И тут мы возвращаемся к «Богу войны». Когда-то про сериал «Клан Сопрано» писали, что именно он помог поколению американских мужчин преодолеть навязанный обществом стереотипный стыд и все-таки пойти со своими проблемами к психотерапевтам. Если на терапию согласился такой крутой мужик, как Тони Сопрано, настоящий гангстер, решающий проблемы ломом или пистолетом, то и мне, значит, не стыдно. И мне кажется, что «Бог войны: Рагнарёк» мог бы стать для поколения российских мужчин своеобразной дорожной картой, которая помогла бы им иначе взглянуть на вопрос отцовства. Вот крутейший воин, в прямом смысле слова спартанец и Бог войны со страшным ледяным топором и двумя адскими клинками дает вам мастер-класс, как быть не отцом, а папой.
Если в первом «Боге войны» Кратос в принципе свыкался с новой для себя ролью, то во второй части ему необходимо сделать следующий, самый сложный шаг: научиться не просто говорить с сыном, но и слышать его.
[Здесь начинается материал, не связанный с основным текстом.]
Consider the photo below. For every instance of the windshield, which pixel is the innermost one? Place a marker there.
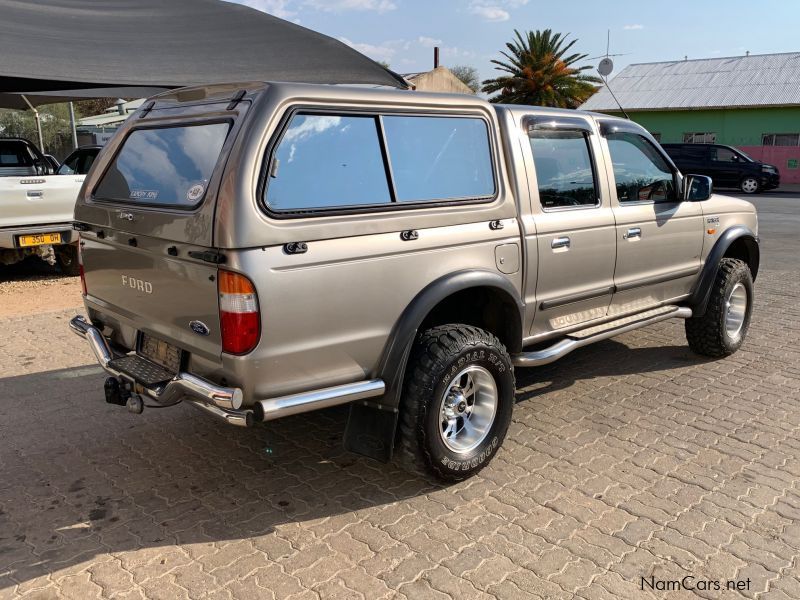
(167, 166)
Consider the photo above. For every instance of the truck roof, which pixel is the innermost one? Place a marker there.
(378, 95)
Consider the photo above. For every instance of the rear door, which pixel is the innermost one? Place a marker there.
(38, 199)
(659, 237)
(575, 237)
(28, 198)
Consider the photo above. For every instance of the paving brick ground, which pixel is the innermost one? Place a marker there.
(632, 458)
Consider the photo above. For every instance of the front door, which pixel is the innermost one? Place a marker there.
(659, 237)
(575, 235)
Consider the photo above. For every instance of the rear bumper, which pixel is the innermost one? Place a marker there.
(222, 402)
(770, 181)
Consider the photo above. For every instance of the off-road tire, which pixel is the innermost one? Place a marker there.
(67, 259)
(706, 333)
(438, 355)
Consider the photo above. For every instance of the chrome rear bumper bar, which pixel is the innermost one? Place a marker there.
(222, 402)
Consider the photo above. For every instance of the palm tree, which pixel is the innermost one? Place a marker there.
(539, 73)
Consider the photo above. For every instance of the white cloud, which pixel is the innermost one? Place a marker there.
(345, 5)
(494, 14)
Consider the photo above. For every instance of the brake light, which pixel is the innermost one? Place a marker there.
(80, 266)
(240, 322)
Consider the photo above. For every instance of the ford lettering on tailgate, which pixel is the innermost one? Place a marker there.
(137, 284)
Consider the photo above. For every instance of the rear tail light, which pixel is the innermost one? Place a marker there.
(80, 266)
(239, 318)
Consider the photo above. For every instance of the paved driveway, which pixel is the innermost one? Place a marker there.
(630, 459)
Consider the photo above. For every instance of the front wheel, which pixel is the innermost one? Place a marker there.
(722, 329)
(458, 397)
(749, 185)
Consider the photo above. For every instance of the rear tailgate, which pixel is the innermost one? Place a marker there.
(143, 289)
(146, 212)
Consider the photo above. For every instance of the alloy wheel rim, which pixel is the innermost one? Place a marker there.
(750, 185)
(735, 311)
(467, 409)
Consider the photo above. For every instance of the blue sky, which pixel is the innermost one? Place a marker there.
(472, 32)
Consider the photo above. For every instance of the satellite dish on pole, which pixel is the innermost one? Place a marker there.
(605, 67)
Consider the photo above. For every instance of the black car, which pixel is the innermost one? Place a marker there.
(79, 161)
(727, 166)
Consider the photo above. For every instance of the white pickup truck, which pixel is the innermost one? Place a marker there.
(36, 204)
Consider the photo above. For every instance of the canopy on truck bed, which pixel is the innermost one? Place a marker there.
(56, 46)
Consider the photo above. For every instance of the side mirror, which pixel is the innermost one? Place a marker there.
(43, 167)
(697, 188)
Эта чудесно придуманная и сделанная история именно о том, как отец понимает и принимает главный факт родительства: что его ребенок отдельный человек со своими собственными представлениями о мире, с собственным мнением, которое необходимо уважать, и с правом на собственные ошибки.
В новой игре Атрей не всегда следует за Кратосом, потому что Бог войны наконец принимает своего сына как самостоятельного человека, к которому можно и нужно прислушиваться, которому можно доверять и за которым можно идти (на встречу приключениям и монстрам). И настоящим финалом этой истории становится не грандиозная битва с главным злодеем, а разговор отца и сына, в котором отец говорит: «Это твой выбор, и я тебе доверяю».
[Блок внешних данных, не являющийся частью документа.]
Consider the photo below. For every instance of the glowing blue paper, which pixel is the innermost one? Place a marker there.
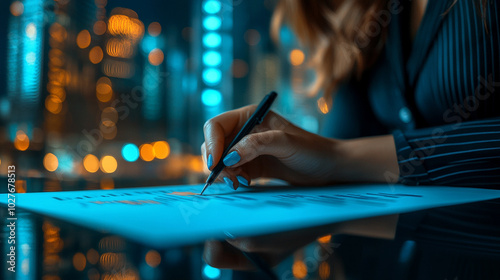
(162, 217)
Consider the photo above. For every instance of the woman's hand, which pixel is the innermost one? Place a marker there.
(275, 148)
(278, 149)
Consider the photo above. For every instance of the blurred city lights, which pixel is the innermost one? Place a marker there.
(99, 27)
(104, 92)
(296, 57)
(92, 256)
(211, 272)
(211, 97)
(53, 104)
(156, 57)
(21, 142)
(152, 258)
(212, 7)
(161, 149)
(96, 55)
(299, 269)
(119, 48)
(79, 261)
(91, 163)
(323, 106)
(325, 239)
(130, 152)
(50, 162)
(212, 58)
(240, 68)
(212, 40)
(212, 76)
(83, 39)
(108, 164)
(324, 270)
(147, 152)
(252, 37)
(16, 8)
(31, 31)
(212, 23)
(154, 29)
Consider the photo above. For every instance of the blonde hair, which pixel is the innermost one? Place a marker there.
(343, 37)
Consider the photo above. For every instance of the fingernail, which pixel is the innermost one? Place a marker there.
(232, 158)
(242, 180)
(210, 161)
(229, 182)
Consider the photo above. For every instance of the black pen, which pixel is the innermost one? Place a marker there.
(256, 118)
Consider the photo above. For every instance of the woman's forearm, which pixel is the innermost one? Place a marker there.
(369, 159)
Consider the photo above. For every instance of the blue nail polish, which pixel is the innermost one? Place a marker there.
(210, 161)
(229, 182)
(242, 180)
(232, 158)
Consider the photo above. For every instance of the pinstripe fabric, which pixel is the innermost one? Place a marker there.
(455, 97)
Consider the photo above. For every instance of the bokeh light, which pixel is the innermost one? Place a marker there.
(152, 258)
(108, 164)
(104, 92)
(79, 261)
(211, 97)
(16, 8)
(92, 256)
(99, 27)
(297, 57)
(130, 152)
(212, 23)
(252, 37)
(31, 31)
(21, 142)
(211, 272)
(212, 76)
(212, 7)
(96, 55)
(299, 269)
(161, 149)
(212, 58)
(91, 163)
(83, 39)
(53, 104)
(154, 29)
(240, 68)
(323, 106)
(212, 40)
(156, 57)
(147, 152)
(50, 162)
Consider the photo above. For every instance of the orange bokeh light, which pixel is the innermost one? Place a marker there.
(91, 163)
(96, 55)
(108, 164)
(297, 57)
(156, 57)
(161, 149)
(147, 152)
(21, 142)
(154, 29)
(99, 27)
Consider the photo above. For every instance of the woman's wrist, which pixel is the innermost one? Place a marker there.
(369, 159)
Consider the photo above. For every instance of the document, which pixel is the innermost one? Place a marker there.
(169, 216)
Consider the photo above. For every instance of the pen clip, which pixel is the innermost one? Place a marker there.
(261, 119)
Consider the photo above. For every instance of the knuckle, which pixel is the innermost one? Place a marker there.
(208, 124)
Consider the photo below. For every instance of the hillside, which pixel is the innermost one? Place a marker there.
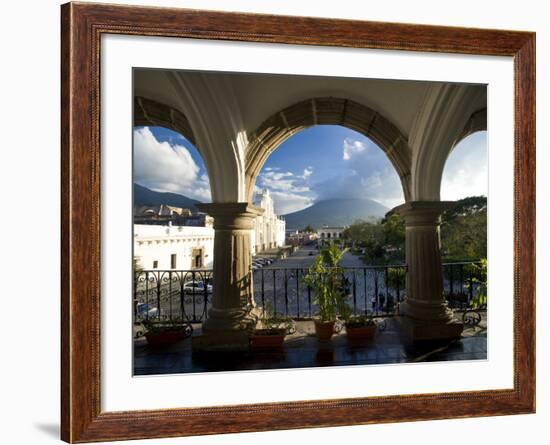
(146, 197)
(335, 212)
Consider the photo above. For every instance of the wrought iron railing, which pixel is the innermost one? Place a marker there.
(376, 290)
(172, 295)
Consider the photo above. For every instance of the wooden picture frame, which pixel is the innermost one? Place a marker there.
(82, 26)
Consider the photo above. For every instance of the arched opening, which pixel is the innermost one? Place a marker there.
(170, 180)
(465, 180)
(321, 181)
(327, 111)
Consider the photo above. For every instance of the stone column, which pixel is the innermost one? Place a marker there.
(231, 314)
(425, 312)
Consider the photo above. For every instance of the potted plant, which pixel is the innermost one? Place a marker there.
(271, 331)
(360, 327)
(325, 278)
(163, 333)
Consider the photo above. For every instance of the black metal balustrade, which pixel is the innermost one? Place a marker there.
(376, 290)
(172, 295)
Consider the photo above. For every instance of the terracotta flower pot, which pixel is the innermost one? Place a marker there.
(265, 339)
(360, 333)
(165, 337)
(324, 329)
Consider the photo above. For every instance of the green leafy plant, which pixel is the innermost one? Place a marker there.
(326, 279)
(480, 282)
(274, 323)
(156, 326)
(360, 321)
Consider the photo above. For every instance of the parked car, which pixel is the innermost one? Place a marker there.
(144, 310)
(196, 287)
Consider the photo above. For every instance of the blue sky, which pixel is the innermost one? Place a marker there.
(320, 162)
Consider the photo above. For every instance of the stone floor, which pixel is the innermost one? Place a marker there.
(302, 350)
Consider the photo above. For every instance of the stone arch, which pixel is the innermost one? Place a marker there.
(327, 111)
(476, 122)
(451, 112)
(148, 112)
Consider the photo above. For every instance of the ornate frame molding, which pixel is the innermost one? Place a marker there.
(82, 26)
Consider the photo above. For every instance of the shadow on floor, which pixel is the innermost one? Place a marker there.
(302, 350)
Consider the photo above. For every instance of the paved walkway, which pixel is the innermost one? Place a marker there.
(302, 350)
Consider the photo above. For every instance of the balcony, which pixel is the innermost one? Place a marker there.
(174, 295)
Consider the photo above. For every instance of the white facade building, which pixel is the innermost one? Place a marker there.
(269, 229)
(327, 233)
(173, 247)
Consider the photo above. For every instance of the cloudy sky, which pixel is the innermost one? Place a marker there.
(321, 162)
Много лет назад эту нехитрую мысль сформулировал для нас еще Дядя Федор в мультфильме «Трое из Простоквашино». Отвечая на вопрос Печкина: «Ты, мальчик, чей?», — он сказал: «Я — ничей, я — сам по себе мальчик. Свой собственный». Воспитанный в Советском Союзе, Печкин Дяде Федору, который скорее из моего поколения, не поверил. Так же, как не поверили и поколения родителей, воспитавших по своему образу и подобию поколение имени сосисок «Папа может». Но, может быть, новые родители поверят греческому Богу Войны. Может быть, он для них будет убедительнее.
Мнение автора может не совпадать с мнением редакции.